Ta gra to niewypał. Kazda misja polega na tym samym czyli strzelamy i klniemy, czasem
przejedziemy sie autem. Jednym słowem wieje nudą choć sama historia nie jest zła, poprostu
twórcy nie wykorzystali jej potencjału. Swiat wygląda dobrze ale chodzimy wytyczonymi
ścieżkami i to też jest nudne. Misja są za długie, przerywając je trzeba robić wszystko od
początku, (tylko po śmierci zaczynamy od checkpointa). Ciekawy motyw ze ''spowolnieniem''
(podobny do tego z F.E.A.R.) podczas którego slyszymy jakieś brednie o skrzydłach i śmierci.

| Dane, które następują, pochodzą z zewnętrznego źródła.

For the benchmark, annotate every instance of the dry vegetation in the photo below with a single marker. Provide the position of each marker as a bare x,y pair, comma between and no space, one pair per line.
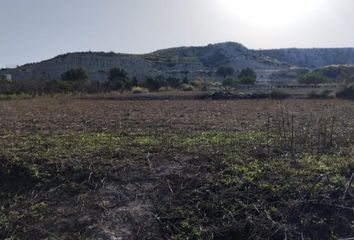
182,169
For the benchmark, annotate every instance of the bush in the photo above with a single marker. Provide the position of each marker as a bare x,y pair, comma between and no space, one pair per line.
225,71
313,78
155,83
228,82
279,95
74,75
118,80
346,93
137,90
247,76
322,95
187,87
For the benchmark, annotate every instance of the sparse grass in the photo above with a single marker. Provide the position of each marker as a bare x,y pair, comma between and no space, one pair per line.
176,169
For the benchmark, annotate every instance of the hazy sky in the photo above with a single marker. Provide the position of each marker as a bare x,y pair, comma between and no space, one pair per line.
33,30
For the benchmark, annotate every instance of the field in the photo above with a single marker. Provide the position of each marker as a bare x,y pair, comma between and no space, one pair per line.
95,168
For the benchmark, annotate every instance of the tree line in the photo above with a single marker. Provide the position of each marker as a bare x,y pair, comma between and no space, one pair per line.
77,80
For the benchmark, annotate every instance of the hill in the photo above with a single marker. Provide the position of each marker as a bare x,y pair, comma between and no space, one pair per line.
192,62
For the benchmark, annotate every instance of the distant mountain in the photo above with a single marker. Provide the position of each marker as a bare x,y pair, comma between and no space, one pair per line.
312,58
192,62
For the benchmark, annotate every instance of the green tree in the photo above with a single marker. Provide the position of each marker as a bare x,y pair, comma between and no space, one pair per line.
118,79
247,76
73,75
313,78
228,82
153,84
225,71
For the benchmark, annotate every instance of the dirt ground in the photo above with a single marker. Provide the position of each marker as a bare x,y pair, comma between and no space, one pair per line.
100,192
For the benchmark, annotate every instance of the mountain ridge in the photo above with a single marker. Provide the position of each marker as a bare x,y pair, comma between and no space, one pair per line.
192,62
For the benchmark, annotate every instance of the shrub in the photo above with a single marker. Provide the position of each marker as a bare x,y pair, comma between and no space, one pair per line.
137,90
225,71
155,83
247,76
74,75
313,78
346,93
275,94
118,80
322,95
187,87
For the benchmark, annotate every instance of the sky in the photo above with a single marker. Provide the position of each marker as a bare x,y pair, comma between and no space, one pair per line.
34,30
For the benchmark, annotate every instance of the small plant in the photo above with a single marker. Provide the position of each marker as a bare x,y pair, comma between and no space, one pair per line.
346,93
276,94
137,90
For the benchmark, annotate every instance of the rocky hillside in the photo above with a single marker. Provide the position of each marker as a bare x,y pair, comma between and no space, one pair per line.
312,58
192,62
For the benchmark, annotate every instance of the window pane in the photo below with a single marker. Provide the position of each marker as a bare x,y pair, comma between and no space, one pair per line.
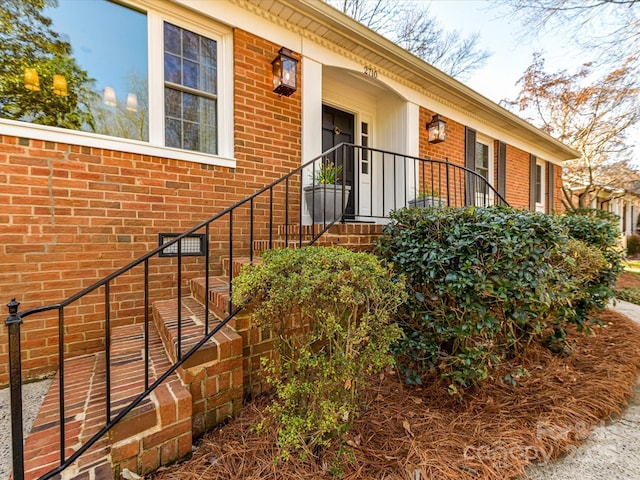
77,65
173,133
196,110
191,136
190,78
172,71
190,107
539,183
173,103
191,45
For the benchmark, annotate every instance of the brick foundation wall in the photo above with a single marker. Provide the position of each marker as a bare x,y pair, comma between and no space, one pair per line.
72,215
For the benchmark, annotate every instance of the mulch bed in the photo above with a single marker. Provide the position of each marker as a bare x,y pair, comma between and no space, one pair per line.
493,434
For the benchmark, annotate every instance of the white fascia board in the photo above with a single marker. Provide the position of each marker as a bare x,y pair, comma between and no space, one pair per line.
238,17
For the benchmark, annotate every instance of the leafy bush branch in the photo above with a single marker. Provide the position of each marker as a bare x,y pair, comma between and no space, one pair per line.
331,313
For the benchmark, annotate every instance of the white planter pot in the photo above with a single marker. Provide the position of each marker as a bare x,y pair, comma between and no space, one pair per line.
326,201
425,202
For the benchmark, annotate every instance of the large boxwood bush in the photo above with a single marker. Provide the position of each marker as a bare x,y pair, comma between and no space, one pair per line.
483,283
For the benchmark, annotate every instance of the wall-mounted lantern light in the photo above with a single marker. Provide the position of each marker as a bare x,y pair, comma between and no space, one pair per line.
109,97
284,68
436,129
31,79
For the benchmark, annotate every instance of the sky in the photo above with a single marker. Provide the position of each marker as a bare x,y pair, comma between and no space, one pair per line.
511,55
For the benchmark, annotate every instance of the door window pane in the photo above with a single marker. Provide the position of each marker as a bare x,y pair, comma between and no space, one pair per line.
190,73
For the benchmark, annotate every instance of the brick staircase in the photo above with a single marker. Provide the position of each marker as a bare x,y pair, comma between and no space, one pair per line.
205,391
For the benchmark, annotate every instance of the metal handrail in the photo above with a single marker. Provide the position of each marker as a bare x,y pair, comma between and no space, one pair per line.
459,184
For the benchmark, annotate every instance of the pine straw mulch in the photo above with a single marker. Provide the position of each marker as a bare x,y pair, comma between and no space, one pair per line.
493,434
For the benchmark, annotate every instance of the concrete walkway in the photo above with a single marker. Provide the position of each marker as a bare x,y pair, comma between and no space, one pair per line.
612,451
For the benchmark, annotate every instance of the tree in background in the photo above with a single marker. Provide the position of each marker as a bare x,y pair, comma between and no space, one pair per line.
29,42
410,25
590,113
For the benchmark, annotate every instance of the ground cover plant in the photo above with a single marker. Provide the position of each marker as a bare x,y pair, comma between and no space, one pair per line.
330,312
493,434
499,291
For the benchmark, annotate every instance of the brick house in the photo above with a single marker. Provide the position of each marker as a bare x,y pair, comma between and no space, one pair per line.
181,122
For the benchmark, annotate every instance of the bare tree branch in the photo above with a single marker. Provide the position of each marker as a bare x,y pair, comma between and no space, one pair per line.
591,114
414,28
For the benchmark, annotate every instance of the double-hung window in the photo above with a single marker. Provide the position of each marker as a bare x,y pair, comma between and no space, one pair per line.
144,77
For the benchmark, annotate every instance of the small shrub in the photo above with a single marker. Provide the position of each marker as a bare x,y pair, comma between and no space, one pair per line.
331,312
628,294
598,229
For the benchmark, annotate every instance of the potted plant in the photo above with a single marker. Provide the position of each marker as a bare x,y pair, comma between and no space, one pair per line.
427,198
325,197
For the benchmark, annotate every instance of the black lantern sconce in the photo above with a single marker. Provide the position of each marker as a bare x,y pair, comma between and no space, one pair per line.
285,74
436,129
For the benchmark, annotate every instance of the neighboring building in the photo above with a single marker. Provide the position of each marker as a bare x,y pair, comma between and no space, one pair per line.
622,202
182,121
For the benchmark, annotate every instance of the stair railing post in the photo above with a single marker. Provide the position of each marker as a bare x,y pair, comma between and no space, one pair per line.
13,322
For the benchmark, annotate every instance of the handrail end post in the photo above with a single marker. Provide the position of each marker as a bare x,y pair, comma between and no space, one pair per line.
13,322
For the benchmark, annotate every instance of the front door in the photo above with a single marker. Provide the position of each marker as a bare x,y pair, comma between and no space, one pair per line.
338,127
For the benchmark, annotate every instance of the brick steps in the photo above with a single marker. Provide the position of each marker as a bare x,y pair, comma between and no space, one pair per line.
213,374
133,443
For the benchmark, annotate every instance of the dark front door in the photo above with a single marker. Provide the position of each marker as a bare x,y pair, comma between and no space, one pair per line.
338,127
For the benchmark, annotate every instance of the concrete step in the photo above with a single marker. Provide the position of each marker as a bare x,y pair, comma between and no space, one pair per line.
238,263
139,441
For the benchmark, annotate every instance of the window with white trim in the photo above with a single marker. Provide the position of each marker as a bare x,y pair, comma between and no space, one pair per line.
94,67
484,166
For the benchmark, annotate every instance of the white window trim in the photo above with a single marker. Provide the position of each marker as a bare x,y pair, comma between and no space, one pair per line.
542,206
157,13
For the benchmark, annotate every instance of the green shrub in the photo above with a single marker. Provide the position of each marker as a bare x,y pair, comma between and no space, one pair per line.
629,294
599,229
633,244
331,313
482,285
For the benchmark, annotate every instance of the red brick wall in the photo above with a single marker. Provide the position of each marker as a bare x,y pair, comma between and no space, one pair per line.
72,215
558,206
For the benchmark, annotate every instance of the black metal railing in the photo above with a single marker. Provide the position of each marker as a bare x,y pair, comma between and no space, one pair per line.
294,210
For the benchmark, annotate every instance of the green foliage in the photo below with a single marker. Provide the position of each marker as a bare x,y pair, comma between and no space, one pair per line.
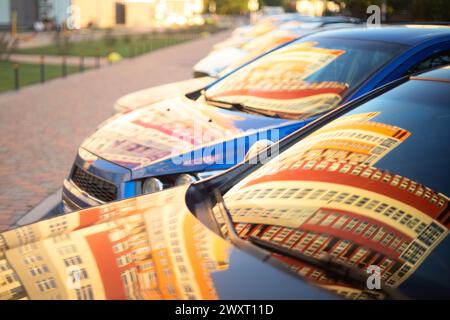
231,6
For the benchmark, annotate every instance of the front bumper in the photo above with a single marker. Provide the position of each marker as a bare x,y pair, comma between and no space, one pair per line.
75,197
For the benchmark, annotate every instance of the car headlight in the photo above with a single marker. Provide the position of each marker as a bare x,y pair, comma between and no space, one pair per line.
152,185
183,179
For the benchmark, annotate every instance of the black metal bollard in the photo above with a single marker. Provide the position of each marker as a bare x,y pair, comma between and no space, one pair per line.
16,67
64,67
81,67
42,68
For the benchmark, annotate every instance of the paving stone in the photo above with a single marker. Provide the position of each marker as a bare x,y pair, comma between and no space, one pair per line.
41,126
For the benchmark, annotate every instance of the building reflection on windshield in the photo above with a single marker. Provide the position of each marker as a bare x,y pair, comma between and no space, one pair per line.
281,82
326,197
124,250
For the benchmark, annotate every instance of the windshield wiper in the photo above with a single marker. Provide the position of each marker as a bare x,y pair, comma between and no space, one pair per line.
333,268
240,107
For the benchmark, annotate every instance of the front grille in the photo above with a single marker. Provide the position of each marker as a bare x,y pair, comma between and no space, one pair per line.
94,186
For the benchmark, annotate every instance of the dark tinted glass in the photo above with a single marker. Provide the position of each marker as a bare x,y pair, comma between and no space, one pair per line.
369,189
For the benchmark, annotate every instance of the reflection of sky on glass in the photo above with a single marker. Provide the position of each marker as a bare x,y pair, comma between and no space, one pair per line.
420,107
247,278
432,279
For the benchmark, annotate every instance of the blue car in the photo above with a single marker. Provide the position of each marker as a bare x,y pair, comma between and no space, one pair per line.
187,138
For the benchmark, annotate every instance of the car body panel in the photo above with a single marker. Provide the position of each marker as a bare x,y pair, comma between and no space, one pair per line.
121,148
124,250
151,95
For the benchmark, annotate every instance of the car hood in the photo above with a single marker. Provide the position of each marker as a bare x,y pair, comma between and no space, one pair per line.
151,95
215,62
178,132
148,247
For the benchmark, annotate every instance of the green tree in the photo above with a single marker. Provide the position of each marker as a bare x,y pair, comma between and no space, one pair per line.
231,6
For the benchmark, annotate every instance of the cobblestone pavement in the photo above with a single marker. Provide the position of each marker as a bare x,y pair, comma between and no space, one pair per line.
42,125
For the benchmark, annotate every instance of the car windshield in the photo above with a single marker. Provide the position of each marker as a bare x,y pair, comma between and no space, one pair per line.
369,189
305,78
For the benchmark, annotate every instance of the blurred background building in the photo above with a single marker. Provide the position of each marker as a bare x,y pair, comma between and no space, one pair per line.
101,14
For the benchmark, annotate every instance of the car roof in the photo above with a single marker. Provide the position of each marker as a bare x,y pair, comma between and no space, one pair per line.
405,34
440,74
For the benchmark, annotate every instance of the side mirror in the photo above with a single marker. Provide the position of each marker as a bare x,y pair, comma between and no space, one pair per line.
257,147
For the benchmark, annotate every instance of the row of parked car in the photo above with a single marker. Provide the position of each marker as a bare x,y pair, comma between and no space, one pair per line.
307,155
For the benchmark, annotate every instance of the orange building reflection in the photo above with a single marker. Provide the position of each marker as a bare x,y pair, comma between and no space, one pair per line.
127,250
279,82
325,197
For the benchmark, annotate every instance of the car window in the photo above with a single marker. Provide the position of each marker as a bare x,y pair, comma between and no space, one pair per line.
305,78
369,189
434,61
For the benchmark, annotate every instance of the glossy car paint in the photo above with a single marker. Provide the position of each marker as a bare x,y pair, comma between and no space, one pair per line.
211,268
178,257
421,43
151,95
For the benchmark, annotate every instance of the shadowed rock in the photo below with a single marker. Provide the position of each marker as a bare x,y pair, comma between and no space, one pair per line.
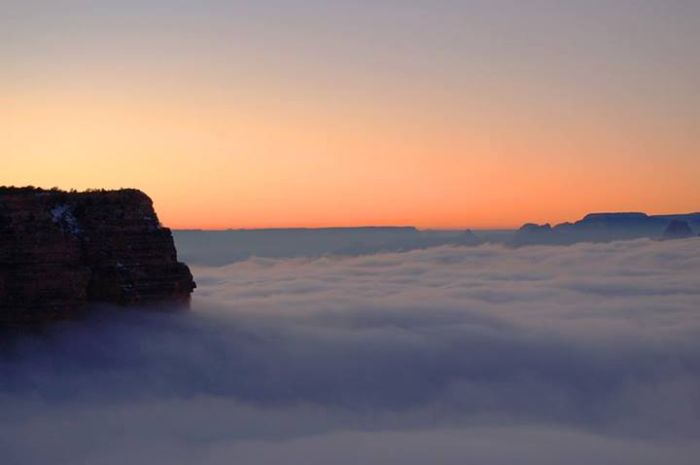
678,229
61,250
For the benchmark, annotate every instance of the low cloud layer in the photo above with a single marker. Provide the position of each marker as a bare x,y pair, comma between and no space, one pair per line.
445,355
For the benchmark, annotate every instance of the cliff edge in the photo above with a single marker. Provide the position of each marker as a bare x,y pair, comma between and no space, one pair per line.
60,250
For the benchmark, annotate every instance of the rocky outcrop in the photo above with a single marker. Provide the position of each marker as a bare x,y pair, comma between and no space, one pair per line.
677,229
60,250
604,227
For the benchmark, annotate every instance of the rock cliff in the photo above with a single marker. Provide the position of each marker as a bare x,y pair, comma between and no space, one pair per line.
60,250
604,227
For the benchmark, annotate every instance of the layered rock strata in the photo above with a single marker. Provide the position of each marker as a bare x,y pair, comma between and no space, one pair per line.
61,250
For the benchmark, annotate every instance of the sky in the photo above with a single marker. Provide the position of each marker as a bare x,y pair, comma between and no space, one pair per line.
439,114
572,355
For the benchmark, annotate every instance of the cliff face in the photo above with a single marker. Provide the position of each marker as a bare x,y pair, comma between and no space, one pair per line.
604,227
59,251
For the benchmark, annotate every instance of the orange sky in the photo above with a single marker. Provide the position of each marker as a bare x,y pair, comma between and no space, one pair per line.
252,135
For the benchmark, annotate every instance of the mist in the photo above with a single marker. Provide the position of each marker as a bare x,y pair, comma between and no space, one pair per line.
578,354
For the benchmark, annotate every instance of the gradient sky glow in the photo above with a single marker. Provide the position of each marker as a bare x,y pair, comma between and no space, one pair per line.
439,113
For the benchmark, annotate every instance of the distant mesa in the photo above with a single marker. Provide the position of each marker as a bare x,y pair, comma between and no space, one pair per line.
605,227
678,229
61,250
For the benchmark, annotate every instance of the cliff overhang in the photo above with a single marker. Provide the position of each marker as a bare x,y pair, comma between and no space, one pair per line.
61,250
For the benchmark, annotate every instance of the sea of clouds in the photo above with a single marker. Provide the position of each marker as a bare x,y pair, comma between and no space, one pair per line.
572,355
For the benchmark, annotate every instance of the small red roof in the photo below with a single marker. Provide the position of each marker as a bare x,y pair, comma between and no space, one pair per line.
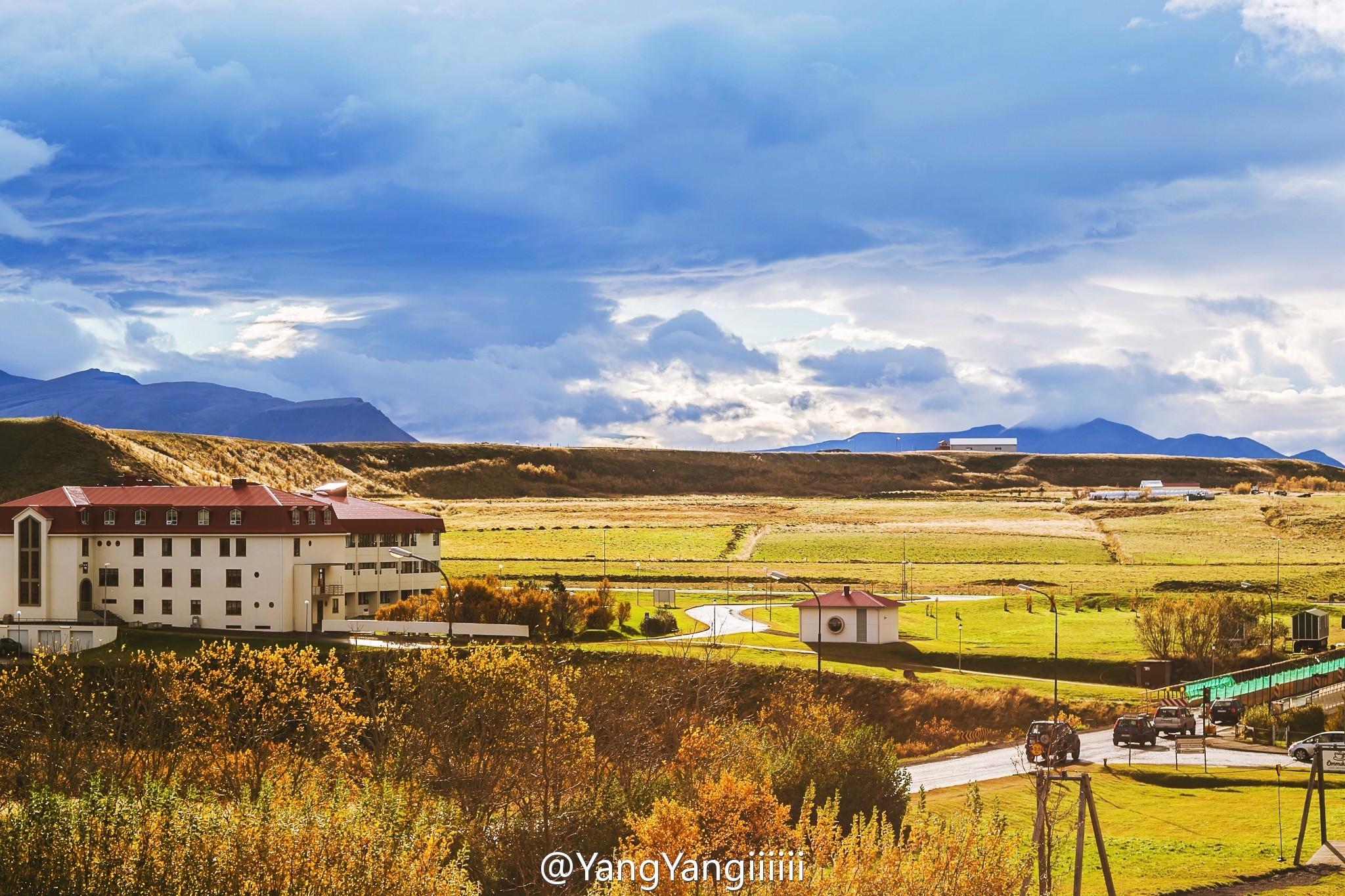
849,597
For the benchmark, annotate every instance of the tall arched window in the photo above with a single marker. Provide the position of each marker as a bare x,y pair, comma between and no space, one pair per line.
30,563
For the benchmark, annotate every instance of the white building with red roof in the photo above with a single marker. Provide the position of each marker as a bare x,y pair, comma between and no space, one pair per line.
238,557
849,616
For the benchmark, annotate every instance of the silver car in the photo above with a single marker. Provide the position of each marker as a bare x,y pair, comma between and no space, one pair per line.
1304,750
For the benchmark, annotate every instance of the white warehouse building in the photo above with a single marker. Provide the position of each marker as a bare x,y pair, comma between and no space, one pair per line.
225,557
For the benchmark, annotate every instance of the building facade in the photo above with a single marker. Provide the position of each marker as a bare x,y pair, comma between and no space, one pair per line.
241,557
849,616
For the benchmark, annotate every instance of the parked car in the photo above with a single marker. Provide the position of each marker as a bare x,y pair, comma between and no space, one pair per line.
1134,730
1051,742
1227,711
1174,720
1304,750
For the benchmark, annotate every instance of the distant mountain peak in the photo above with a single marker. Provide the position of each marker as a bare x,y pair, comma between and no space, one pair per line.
1098,436
116,400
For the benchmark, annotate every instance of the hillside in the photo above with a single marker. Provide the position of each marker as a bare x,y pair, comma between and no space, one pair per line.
43,453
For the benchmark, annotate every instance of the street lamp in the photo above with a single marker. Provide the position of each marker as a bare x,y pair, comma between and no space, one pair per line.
783,576
1055,698
407,555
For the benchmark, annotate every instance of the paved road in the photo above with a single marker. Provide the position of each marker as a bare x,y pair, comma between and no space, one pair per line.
1095,747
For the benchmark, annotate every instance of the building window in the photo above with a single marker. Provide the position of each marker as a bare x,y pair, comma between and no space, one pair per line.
30,563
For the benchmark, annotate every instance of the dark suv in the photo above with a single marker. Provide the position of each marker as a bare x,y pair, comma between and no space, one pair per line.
1225,712
1051,742
1134,730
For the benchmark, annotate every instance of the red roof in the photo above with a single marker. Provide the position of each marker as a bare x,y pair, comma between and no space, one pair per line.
265,511
849,597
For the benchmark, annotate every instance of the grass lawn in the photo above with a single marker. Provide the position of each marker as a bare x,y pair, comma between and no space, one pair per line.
1172,830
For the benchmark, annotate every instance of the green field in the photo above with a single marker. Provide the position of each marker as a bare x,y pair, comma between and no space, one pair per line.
1170,830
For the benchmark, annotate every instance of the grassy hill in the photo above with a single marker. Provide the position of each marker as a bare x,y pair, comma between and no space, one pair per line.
42,453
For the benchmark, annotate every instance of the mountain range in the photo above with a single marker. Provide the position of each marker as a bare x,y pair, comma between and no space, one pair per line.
1095,437
115,400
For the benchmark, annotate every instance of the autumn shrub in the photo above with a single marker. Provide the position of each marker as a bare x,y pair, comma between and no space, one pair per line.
327,839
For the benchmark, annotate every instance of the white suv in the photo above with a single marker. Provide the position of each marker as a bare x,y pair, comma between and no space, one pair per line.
1304,750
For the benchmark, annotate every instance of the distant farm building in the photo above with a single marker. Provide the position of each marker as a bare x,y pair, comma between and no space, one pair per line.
1155,489
979,445
849,616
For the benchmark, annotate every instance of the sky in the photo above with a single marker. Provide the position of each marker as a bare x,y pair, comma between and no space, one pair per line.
682,224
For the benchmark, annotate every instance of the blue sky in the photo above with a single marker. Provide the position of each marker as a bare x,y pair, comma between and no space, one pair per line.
685,224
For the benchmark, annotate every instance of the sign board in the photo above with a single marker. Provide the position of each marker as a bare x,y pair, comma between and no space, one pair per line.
1333,759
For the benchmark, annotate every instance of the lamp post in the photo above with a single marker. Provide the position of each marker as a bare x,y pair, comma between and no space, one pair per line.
1055,696
407,555
783,576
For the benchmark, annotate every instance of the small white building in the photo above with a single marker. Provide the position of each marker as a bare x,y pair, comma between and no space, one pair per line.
1009,445
849,616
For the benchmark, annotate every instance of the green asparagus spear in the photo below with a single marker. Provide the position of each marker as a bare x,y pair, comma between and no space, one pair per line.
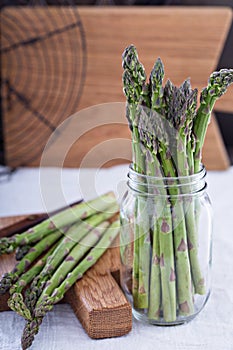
217,86
58,221
75,255
9,278
16,302
46,304
73,236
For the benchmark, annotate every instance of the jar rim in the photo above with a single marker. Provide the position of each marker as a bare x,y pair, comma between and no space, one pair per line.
197,176
152,185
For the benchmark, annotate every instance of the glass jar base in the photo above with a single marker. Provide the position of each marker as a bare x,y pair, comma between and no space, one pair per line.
160,322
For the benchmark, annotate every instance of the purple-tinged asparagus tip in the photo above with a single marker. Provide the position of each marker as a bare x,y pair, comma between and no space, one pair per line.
182,247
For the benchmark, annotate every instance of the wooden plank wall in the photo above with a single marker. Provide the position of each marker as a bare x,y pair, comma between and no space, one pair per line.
76,63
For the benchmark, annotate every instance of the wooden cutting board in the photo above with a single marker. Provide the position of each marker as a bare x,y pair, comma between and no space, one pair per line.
96,299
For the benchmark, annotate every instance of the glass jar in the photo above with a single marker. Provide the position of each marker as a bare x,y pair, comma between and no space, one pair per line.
165,246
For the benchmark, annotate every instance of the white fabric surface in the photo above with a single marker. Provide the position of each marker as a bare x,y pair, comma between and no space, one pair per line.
212,329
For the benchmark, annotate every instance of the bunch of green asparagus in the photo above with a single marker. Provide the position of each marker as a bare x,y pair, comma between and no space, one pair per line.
58,252
168,131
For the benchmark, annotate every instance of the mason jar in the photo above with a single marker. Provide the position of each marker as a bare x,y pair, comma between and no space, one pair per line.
165,246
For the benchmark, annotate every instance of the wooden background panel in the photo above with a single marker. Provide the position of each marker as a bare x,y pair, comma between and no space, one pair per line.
189,41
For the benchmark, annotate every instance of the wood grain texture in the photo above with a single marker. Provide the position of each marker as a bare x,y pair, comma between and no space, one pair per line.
189,40
96,299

Główni bohaterowie zbyt przerysowani: ''madafaka'' z wietnamu, meksyksński cwaniaczek i
jakaś kobitka która nie jest przerysowana, jest poprostu kobitką i to ma czynić z niej kogoś
ciekawego. Wszystkie postacie klną jak opentane, nawet prezenterzy zapowiadający pogode w
TV. Rozumiem że to wojna gangu z policją, gdzie nie patrzeć sami twardziele ale słowa hell,
f*ck, motherf*cker padaja częsciej niż trupy które za sobą zostawiamy, a zostawiamy ich
całkiem sporo, nawet w WTC nie zgineło tyle ludzi.
Gra jest krótka, dlatego jeśli ktoś jest fanem COJ to może spokojnie sobie postrzelać i mieć
spokój, jak dobrze pamiętam 16 misji.